Non è un'idea stupida: pensate a quante cose si potrebbero fare se, prima di tutto le istituzioni, e poi, i cittadini (ad oggi ancora il 12% degli italiani non può avere una connessione a banda larga) fossero in rete. Rilascio di certificati, pagamenti, un sacco di cose che ci fanno perdere tempo e denaro e che potrebbero essere fatte comodamente da casa o dal posto di lavoro.

Il digital-divide è un problema che con l'esplosione di internet e dei servizi che si possono trovare online sta diventando ogni giorno più difficile da affrontare. Di fatto, chi abita fuori dai grossi centri urbani, dove per gli operatori è conveniente investire in apparecchiature per la banda larga, è tagliato fuori. Collegare questo tipo di utenti è spesso un costo che aziende che operano sul mercato (siamo davvero in un'economia di mercato? facciamo finta di si per il momento...) non possono permettersi, anche perché spesso sono indebitate fino al collo (ma su Telecom sarà il caso di scrivere un'altro post, mi sa) e si rende quindi necessario l'intervento dello Stato.

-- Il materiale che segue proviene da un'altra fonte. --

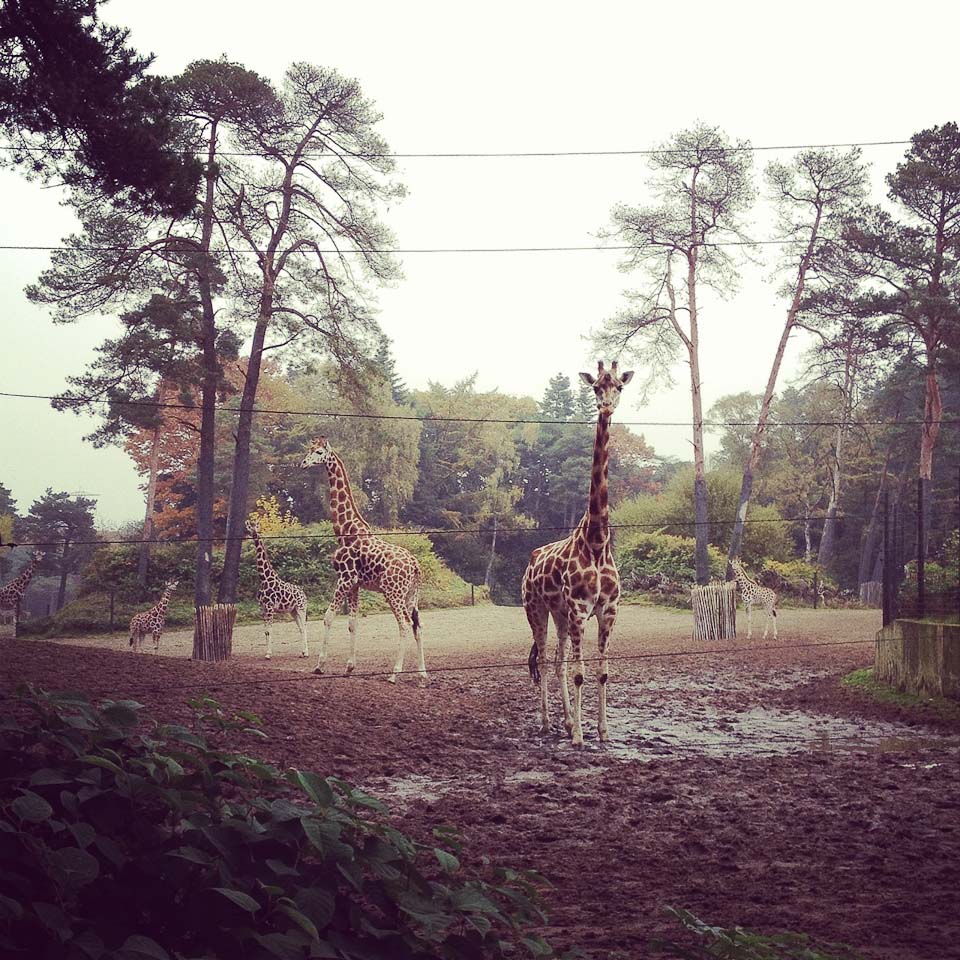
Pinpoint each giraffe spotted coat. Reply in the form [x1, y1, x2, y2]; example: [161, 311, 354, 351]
[300, 437, 427, 683]
[0, 550, 43, 610]
[730, 560, 777, 640]
[130, 580, 177, 653]
[246, 520, 310, 660]
[521, 361, 633, 746]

Purtroppo però, mentre si cerca di risolvere questo problema, già un altro si profila all'orizzonte: l'ampliamento delle reti attuali. Oggi, la velocità massima per chi è collegato ad internet mediante ADSL è dell'ordine dei 10-20 Megabit/s (in download, ovviamente, dato che per l'upload raramente si arriva ad 1 Megabit/s). Con velocità di punta che si registrano solo per i particolarmente fortunati che abitano a meno di 3-5 km dalle centrali di aggregazione delle utenze. Decine di Megabit che stanno iniziando a diventare scarsi per le applicazioni (una fra tutte, il video, soprattutto quello ad alta definizione) più avanzate che si diffondono in rete.

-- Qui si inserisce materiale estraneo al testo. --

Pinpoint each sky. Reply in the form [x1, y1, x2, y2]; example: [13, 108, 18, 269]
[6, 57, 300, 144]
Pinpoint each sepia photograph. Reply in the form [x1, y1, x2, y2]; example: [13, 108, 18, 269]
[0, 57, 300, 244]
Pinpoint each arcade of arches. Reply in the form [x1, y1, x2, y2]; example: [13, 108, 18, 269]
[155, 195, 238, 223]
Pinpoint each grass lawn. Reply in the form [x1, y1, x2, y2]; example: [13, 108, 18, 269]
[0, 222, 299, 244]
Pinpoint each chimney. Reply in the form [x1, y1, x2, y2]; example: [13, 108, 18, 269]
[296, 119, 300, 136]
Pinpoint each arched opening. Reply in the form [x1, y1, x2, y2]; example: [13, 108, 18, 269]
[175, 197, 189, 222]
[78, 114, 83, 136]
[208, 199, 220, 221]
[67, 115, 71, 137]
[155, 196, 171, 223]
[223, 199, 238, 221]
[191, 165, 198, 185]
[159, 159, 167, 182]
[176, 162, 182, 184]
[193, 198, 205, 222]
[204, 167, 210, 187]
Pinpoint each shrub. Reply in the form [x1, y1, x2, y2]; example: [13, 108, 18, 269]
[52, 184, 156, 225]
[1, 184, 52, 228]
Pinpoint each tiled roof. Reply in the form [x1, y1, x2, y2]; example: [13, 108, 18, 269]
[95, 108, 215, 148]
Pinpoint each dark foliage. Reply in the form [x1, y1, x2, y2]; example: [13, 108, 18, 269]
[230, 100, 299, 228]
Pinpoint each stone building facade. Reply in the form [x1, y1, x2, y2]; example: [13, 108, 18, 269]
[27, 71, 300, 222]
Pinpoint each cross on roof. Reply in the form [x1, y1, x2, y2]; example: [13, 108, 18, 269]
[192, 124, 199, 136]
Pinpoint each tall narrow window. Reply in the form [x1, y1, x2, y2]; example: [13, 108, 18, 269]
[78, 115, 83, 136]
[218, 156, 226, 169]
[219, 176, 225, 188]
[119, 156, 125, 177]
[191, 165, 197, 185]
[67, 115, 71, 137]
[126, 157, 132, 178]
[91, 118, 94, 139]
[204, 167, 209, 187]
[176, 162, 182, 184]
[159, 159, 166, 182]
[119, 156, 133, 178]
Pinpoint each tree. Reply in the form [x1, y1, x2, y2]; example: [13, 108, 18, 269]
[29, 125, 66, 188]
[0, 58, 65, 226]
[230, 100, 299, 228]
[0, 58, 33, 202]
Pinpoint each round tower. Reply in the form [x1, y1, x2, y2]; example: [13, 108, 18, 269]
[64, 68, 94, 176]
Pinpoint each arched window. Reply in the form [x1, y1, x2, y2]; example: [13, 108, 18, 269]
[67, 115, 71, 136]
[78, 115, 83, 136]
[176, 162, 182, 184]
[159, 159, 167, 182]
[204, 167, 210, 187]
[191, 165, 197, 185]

Il collo di bottiglia è rappresentato dalla cosiddetta rete di accesso, una delle due distinzioni in cui viene solitamente suddivisa la rete fisica di un operatore telefonico o provider internet: si tratta della miriade di fili perlopiù di rame che parte dalle centrali dislocate sul nostro territorio per raccogliere il traffico (telefonico e dati) degli utenti per raggiungere le nostre case. Mentre questa, appunto per la tecnologia ormai obsoleta del cavo in rame, permette velocità piuttosto limitate, negli ultimi 10-15 anni gli operatori hanno investito molto (anche in eccesso, installando capacità inutilizzata) sulla cosiddetta rete di trasporto, ossia la rete che ciascun operatore possiede per smistare il traffico, una volta che è stato aggregato, su tutto il territorio nazionale. Questa rete è solitamente composta da qualche decina di nodi (il più delle volte coincidenti coi principali capoluoghi del Paese), collegati da svariati collegamenti in fibra ottica, che vanno a costituire molto spesso un'enorme capacità installata, ma purtroppo raramente sfruttata appieno. Se quindi la seconda è una rete estremamente veloce e performante, purtroppo la prima, a causa della sua pervasiva e capillare diffusione, non lo è affatto, in quanto un suo rinnovamento richiede spese ingenti.

Da anni si discute perciò di effettuare questo inevitabilmente lento quanto necessario passaggio, è però, secondo la modesta opinione di chi scrive, quantomai necessario passare dalle parole ai fatti, perchè il treno della ripresa economica, passa anche da questo, e non possiamo assolutamente permetterci di perderlo.